Part of the paperwork we had to fill out in our Trust included
a document called a “Child Protection Plan” in which we also had to provide
information for any possible future guardians of our children. The name alone of the document, “Child
Protection Plan”, sounded like some sort of form a child welfare worker would
fill out, but rather than being filled out by a social worker, it was filled out
by two parents concerned for the welfare of their children’s futures. Some of the questions on the document we had
to answer were:
“What values do you
want instilled into your children?”
“What special
holidays or observances would you like them to participate in?
“How would you like
your children to be disciplined?” (I had
a whole list of books & theories for this question when, perhaps, the words
“lovingly” and “just” would suffice.)
“What community or
extracurricular activities would you like your children to be involved in?”
“What people do you
want to be a part of your child’s life?”
It was a bit overwhelming to answer these questions because it
really hit home what an enormous responsibility and commitment parenting
is. My husband and I found ourselves
exploring topics such as “How are we
doing raising our children?” and
“What kind of legacy do we want to leave for our children after we’re
gone?”
It was also very depressing to think about not being able to
be there for our kids when they need us the most. I automatically equated the way I was feeling
to how an expectant parent or birth parent might feel when choosing to make an
adoption plan for their child and trying to decide what kind of a family or
person to entrust with the sacred responsibility of raising their child. What an incredible sense of loss and a huge
relinquishment of control! I saw the following
quote last year and it helped me to get a glimpse of what it might be like to
be a birth parent:
I also thought of what it would be like to be a parent whose
children are taken into state custody: Who
would I want my child placed with? Do I
even have a say in the matter? Or, I
imagined what it would be like to be an
unwed mother in the “olden days” of unethical and unregulated adoption
practices who had their child taken from them against their will (I’m knocking
on wood that most of those horror stories were in the past and don’t currently
exist). In either case, I would be in a
state of utmost panic for the sake of my child:
Would my child’s new caregivers be able to give them the care they need? If they have children, will they treat my child
as well as they treat their own children?
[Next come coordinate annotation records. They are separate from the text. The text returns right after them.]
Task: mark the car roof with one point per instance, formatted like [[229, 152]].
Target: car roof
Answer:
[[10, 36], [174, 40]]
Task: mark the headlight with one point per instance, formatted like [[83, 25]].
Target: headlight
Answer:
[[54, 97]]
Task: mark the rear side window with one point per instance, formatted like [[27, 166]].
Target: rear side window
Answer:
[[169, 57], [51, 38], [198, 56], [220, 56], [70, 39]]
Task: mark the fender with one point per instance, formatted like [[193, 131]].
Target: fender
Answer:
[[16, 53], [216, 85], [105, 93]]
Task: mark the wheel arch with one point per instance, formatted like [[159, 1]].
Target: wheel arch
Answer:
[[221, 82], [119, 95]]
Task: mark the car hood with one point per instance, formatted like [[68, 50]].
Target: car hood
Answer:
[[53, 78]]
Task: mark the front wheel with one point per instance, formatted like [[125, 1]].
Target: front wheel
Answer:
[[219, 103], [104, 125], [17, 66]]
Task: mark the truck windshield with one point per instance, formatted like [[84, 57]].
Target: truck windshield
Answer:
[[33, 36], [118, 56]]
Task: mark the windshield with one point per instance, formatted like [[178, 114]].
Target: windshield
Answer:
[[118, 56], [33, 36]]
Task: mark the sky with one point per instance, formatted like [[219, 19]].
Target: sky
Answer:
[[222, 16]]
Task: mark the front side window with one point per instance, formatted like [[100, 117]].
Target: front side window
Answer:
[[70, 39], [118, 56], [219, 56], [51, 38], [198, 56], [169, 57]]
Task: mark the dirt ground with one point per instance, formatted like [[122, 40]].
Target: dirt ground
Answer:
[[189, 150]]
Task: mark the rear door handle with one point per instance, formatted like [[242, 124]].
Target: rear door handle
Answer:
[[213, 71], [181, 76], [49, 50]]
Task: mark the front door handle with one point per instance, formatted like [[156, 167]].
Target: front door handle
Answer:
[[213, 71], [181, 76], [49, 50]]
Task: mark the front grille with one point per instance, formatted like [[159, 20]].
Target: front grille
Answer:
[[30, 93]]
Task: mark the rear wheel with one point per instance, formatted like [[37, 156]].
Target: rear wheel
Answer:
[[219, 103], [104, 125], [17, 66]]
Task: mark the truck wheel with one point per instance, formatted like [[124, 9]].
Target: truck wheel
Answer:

Whether you are a birth parent/first parent reading this who
grieves for the child you brought into this world but whom you aren’t raising,
or perhaps you had your children taken away from you and placed in foster care or
have had to, by necessity, have family members step in and raise your children,
and may be shouldering burdens of resentment, guilt, or grief . . . I think there are some feelings any parent can
relate to- namely, It’s tough- [whether you had a say in where your child ended
up or if it was against your will and personal choice]- not to be able to raise
your children the way you want- or perhaps, by whom you want. It takes an extreme amount of trust that
there are other people out there who have enough love in their hearts and room
in their homes (and resources- because raising children isn’t cheap!) to commit
to raising a child.
It is also a helpful reminder to those of us raising children who weren't ours to begin with to be mindful of their first families.